Although he is a religious man himself, Vergote's aim is not to defend any form of religion.

==Works==

===French===
- La psychanalyse, science de l'homme (Charles Dessart, 1970)
- Psychologie religieuse (Charles Dessart, 1971)
- Interprétation du langage religieux (éd. du Seuil, 1974)
- Dette et désir (éd. du Seuil, 1978)
- Religion, foi incroyance (Liège, 1983)
- La psychanalyse à l'épreuve de la sublimation (éd. du Cerf, 1997)
- Modernité et christianisme (éd. du Cerf, 1999)
- Humanité de l'homme, divinité de Dieu (2007)
- La psychanalyse devant la schizophrénie (éd. du Cerf, 2011)

===English===
- Religious Man: Psychological Study of Religious Attitudes (Gill & Macmillan, 1969).
- Parental Figures and the Representation of God: A Psychological and Cross-Cultural Study (Walter de Gruyter, 1978)
- Guilt and desire. Religious Attitudes and Their Pathological Derivations (New Haven, 1987). (Dette et désir. Deux axes chrétiens et la dérive pathologique).
- Religion, Belief and Unbelief. A Psychological Study (Leuven University Press, 1996). ISBN 90-6186-751-7 (Religion, foi, incroyance. Étude psychologique)
- Psychoanalysis, Phenomenological Anthropology and Religion (Leuven / Amsterdam /Atlanta 1998).

==Appreciation==
Vergote has been acclaimed "the most eminent figure in the field of the psychology of religion" whose "deep understanding of the psychodynamics analysis of the religious attitude was supported not only by his vast knowledge of philosophical and theological anthropology (Vergote, 1974), but also by the vast and refined empirical analysis which he himself conducted". In the view of Professor Jacob Belzen (University of Amsterdam), Vergote is "a key figure" in European intellectual movements during the 20th century.

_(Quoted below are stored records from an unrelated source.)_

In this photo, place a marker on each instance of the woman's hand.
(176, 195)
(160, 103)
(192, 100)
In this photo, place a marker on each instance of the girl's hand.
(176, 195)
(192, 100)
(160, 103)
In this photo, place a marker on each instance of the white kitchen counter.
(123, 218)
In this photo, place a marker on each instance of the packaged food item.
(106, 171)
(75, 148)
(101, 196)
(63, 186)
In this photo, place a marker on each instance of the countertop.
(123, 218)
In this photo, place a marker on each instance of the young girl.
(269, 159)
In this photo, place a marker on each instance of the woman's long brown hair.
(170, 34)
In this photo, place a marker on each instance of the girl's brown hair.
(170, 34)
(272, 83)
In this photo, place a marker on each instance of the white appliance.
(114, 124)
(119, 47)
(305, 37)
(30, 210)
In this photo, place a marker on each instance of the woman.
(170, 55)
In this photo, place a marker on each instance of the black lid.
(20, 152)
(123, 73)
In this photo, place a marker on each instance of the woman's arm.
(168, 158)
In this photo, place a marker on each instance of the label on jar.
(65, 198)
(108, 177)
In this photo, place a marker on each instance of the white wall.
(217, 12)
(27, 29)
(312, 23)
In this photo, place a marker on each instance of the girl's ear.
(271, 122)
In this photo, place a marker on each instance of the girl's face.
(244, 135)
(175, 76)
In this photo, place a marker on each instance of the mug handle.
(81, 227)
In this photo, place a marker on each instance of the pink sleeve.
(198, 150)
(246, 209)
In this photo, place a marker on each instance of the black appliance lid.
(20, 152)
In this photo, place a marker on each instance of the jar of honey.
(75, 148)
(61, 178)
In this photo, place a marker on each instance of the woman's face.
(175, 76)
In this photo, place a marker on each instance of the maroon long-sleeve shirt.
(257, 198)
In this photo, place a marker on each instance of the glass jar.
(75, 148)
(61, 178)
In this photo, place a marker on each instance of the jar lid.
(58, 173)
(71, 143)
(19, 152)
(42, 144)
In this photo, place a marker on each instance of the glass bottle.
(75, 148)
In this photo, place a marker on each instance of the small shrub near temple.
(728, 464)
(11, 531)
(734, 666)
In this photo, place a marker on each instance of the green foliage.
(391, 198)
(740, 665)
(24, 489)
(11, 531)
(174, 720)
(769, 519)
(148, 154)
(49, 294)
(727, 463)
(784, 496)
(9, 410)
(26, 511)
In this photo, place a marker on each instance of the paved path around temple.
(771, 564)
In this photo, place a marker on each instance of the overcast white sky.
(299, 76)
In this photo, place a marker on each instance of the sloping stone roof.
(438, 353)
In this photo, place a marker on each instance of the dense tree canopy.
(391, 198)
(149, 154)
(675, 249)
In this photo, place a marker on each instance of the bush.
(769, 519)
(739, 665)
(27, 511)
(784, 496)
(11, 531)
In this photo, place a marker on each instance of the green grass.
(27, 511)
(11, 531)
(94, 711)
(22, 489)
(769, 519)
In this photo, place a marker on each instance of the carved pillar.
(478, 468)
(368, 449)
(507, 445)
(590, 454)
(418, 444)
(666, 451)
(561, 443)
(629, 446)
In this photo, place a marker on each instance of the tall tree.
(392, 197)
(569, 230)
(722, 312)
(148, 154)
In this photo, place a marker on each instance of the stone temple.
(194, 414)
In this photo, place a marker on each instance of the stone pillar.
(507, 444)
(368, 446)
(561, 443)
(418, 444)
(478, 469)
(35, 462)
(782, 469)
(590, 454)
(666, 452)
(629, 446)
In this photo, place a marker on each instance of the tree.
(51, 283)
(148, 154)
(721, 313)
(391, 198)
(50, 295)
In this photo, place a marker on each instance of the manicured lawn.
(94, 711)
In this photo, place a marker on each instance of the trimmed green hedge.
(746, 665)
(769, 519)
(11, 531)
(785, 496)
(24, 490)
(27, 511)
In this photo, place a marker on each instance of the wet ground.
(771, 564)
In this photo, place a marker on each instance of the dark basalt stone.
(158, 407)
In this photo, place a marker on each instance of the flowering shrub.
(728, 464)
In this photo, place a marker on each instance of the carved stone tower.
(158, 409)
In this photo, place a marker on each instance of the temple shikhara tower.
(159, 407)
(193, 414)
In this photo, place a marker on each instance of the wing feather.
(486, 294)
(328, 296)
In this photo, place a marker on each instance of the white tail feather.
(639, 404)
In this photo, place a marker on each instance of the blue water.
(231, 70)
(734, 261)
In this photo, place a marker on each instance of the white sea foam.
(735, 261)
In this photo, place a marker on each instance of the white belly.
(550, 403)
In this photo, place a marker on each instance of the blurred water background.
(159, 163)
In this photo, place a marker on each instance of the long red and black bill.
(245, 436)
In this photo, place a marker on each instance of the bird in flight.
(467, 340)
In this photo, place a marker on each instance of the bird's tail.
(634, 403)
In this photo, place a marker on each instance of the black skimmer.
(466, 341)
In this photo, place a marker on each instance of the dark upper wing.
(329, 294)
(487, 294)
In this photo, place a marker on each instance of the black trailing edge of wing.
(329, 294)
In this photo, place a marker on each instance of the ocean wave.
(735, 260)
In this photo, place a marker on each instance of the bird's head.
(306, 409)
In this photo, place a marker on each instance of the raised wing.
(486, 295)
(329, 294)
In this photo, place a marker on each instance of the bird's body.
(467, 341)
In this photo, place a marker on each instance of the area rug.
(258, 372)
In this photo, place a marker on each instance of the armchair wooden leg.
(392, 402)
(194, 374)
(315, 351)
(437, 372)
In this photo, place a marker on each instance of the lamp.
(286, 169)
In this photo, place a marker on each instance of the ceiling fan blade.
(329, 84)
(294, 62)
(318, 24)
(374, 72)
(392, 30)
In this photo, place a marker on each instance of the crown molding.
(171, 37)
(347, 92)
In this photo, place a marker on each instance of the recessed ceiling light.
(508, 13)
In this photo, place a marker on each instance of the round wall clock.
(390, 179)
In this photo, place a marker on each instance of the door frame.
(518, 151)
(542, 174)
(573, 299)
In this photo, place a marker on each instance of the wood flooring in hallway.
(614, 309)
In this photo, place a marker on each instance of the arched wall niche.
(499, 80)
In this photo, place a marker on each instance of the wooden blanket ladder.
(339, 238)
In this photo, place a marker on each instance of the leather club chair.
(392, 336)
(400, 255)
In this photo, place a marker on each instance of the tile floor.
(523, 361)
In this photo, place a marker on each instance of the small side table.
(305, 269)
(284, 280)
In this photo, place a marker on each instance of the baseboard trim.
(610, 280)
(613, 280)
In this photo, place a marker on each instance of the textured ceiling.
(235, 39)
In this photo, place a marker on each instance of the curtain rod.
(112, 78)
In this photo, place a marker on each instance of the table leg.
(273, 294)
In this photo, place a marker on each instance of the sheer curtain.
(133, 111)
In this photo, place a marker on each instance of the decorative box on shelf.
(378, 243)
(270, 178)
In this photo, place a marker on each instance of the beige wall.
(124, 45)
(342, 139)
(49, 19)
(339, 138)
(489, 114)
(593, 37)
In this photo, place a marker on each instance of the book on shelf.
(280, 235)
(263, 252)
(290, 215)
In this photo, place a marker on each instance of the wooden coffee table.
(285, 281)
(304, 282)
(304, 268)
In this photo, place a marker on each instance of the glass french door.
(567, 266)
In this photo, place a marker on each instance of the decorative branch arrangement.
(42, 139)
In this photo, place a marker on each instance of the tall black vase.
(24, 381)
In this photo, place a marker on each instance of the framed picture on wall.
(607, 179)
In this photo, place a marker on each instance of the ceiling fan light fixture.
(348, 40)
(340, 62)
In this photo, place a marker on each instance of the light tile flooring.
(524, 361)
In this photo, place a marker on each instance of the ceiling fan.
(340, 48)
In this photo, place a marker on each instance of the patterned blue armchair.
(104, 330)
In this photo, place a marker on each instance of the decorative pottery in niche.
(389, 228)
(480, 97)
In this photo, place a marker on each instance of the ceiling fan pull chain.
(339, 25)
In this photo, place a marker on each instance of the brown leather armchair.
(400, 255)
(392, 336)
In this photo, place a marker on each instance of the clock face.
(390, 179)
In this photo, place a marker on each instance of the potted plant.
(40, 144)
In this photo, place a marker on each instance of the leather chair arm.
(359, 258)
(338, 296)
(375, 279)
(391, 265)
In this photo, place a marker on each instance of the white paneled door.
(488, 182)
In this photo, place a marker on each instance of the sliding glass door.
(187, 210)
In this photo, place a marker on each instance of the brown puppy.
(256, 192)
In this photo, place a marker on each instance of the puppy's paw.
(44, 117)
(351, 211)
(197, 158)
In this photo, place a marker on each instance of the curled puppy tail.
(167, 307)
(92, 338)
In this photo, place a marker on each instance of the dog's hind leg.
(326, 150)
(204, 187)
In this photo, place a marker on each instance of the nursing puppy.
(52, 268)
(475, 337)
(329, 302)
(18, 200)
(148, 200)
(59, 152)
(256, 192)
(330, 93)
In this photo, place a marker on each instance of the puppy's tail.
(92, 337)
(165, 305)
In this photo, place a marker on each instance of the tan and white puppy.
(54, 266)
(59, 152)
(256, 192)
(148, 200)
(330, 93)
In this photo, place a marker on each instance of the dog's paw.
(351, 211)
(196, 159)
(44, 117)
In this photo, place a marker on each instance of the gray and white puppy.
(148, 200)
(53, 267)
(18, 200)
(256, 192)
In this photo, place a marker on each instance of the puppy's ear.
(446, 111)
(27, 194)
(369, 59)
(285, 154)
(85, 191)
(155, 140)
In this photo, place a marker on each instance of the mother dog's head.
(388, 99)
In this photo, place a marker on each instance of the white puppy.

His influence on both the psychology of religion, and in philosophy, in the Netherlands has been profound due to publications and translations into Dutch and due to the fact that some of his students pursued academic careers in Leuven or the Netherlands. In this respect, Vergote has been called the "godfather of the second major 'school' in the Dutch speaking psychology of religion".

In 1998, Vergote was made an honorary member of the Italian Society of the Psychology of Religion (Società Italiana di Psicologia della Religione).